Request coalescing — the singleflight pattern#
Request coalescing ensures that for any given profile key, only one DynamoDB read is in-flight at any moment. All other requests for the same key wait for that one result.
10,000 inbox loads all need user:charlie → cache miss (Redis down)
→ Thread 1: no in-flight request for charlie → starts DynamoDB fetch
→ Threads 2-9999: in-flight request exists → attach to Thread 1's future
→ DynamoDB returns Charlie's profile
→ All 10,000 threads get the result simultaneously
→ Result: 1 DynamoDB read, not 10,000
Implementation in Java using CompletableFuture:
ConcurrentHashMap<String, CompletableFuture<UserProfile>> inFlight
= new ConcurrentHashMap<>();
public CompletableFuture<UserProfile> getProfile(String userId) {
// Check cache first
UserProfile cached = redis.get("user:" + userId);
if (cached != null) {
return CompletableFuture.completedFuture(cached);
}
// Cache miss — coalesce in-flight requests
return inFlight.computeIfAbsent(userId, key ->
fetchFromDynamo(key)
.whenComplete((result, ex) -> {
inFlight.remove(key);
if (result != null) {
redis.set("user:" + key, result); // re-cache if Redis recovers
}
})
);
}
computeIfAbsent is atomic — only one thread creates the CompletableFuture for a given key. Every other thread calling computeIfAbsent with the same key gets back the existing future and waits on it.

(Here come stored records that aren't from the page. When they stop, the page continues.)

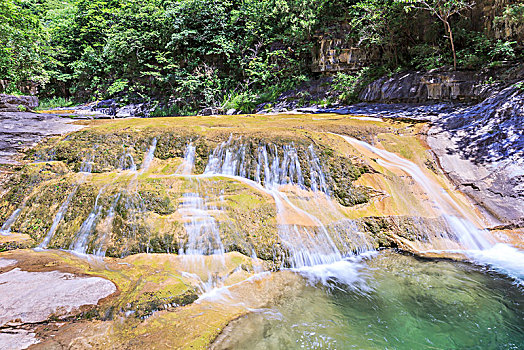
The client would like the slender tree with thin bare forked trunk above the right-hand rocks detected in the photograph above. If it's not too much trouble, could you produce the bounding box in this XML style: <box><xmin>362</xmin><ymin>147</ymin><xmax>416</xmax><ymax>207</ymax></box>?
<box><xmin>397</xmin><ymin>0</ymin><xmax>475</xmax><ymax>70</ymax></box>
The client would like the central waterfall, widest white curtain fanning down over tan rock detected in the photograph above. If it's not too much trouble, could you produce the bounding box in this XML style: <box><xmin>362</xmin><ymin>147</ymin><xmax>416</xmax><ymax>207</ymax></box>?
<box><xmin>203</xmin><ymin>137</ymin><xmax>372</xmax><ymax>268</ymax></box>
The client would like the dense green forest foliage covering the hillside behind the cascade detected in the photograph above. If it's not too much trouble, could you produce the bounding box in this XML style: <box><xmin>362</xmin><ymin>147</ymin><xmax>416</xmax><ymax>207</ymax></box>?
<box><xmin>0</xmin><ymin>0</ymin><xmax>524</xmax><ymax>113</ymax></box>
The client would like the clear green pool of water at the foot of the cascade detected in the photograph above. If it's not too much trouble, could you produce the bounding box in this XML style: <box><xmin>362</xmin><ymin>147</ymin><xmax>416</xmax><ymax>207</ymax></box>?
<box><xmin>217</xmin><ymin>253</ymin><xmax>524</xmax><ymax>350</ymax></box>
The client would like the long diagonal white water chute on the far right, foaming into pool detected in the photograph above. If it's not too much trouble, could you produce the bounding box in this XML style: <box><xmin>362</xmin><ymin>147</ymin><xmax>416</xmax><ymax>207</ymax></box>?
<box><xmin>335</xmin><ymin>134</ymin><xmax>524</xmax><ymax>280</ymax></box>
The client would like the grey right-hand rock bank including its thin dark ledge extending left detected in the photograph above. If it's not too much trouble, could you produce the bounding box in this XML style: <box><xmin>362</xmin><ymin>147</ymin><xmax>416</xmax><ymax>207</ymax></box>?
<box><xmin>286</xmin><ymin>81</ymin><xmax>524</xmax><ymax>227</ymax></box>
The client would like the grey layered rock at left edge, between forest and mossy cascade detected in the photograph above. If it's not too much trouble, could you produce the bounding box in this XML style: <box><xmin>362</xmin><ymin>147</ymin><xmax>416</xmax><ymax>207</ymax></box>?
<box><xmin>0</xmin><ymin>111</ymin><xmax>82</xmax><ymax>164</ymax></box>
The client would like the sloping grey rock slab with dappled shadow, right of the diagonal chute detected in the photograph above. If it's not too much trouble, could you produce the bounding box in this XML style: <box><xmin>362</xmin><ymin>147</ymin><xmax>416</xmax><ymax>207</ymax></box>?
<box><xmin>428</xmin><ymin>86</ymin><xmax>524</xmax><ymax>227</ymax></box>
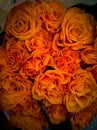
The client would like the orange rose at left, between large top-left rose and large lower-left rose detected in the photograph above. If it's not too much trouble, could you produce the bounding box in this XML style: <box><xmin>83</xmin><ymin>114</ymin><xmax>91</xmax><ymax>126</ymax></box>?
<box><xmin>2</xmin><ymin>39</ymin><xmax>29</xmax><ymax>72</ymax></box>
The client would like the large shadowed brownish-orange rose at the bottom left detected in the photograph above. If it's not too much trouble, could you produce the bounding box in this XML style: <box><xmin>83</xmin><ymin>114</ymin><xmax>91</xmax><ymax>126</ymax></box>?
<box><xmin>9</xmin><ymin>99</ymin><xmax>48</xmax><ymax>130</ymax></box>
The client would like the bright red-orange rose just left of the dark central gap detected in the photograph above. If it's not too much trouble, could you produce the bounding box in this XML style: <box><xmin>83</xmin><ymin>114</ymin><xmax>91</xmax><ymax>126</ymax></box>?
<box><xmin>19</xmin><ymin>50</ymin><xmax>52</xmax><ymax>78</ymax></box>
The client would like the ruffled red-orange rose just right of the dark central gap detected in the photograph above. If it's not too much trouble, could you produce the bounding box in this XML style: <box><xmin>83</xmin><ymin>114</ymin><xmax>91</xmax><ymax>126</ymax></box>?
<box><xmin>55</xmin><ymin>48</ymin><xmax>80</xmax><ymax>74</ymax></box>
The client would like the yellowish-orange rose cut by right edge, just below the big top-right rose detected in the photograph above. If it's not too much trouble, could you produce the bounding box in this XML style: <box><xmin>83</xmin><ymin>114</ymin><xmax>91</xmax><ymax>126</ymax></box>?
<box><xmin>81</xmin><ymin>46</ymin><xmax>97</xmax><ymax>65</ymax></box>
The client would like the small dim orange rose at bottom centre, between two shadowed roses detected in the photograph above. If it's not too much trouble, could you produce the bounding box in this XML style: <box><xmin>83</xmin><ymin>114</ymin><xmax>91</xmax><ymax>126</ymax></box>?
<box><xmin>47</xmin><ymin>104</ymin><xmax>68</xmax><ymax>125</ymax></box>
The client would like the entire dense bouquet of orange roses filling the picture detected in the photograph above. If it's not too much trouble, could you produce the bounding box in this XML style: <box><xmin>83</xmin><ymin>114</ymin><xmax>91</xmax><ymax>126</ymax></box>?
<box><xmin>0</xmin><ymin>0</ymin><xmax>97</xmax><ymax>130</ymax></box>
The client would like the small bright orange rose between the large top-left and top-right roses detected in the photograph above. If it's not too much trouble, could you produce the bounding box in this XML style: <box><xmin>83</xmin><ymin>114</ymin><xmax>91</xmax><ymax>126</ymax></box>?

Why this is per app server, not distributed#
The in-flight map lives in the app server's memory. It deduplicates requests within one server — not across all servers.
If you have 100 app servers, each one might independently send one request to DynamoDB for user:charlie. That's 100 reads instead of 10,000 — a 100x reduction, which is enough to keep DynamoDB safe.
A distributed coalescing layer (e.g. a shared cache in front of DynamoDB) would reduce it further to 1 read globally, but the per-server approach is simpler and sufficient at this scale.
Circuit breaker as the last line of defence#
If DynamoDB starts struggling despite coalescing — error rate rises above 1% — the circuit breaker opens. New profile reads fail fast, the app server returns a degraded response (inbox loads without profile names/avatars), and DynamoDB is protected from further load.
Profile cache down → coalescing limits DynamoDB reads → DynamoDB survives
If DynamoDB still struggles → circuit breaker opens → fail fast → DynamoDB protected
Interview framing
"Profile cache failure triggers a cold start on DynamoDB. Request coalescing (singleflight pattern) means each unique profile generates at most one DynamoDB read per app server at any moment — reducing 10,000 simultaneous reads to ~100 across the fleet. If DynamoDB still struggles, the circuit breaker opens as a last resort."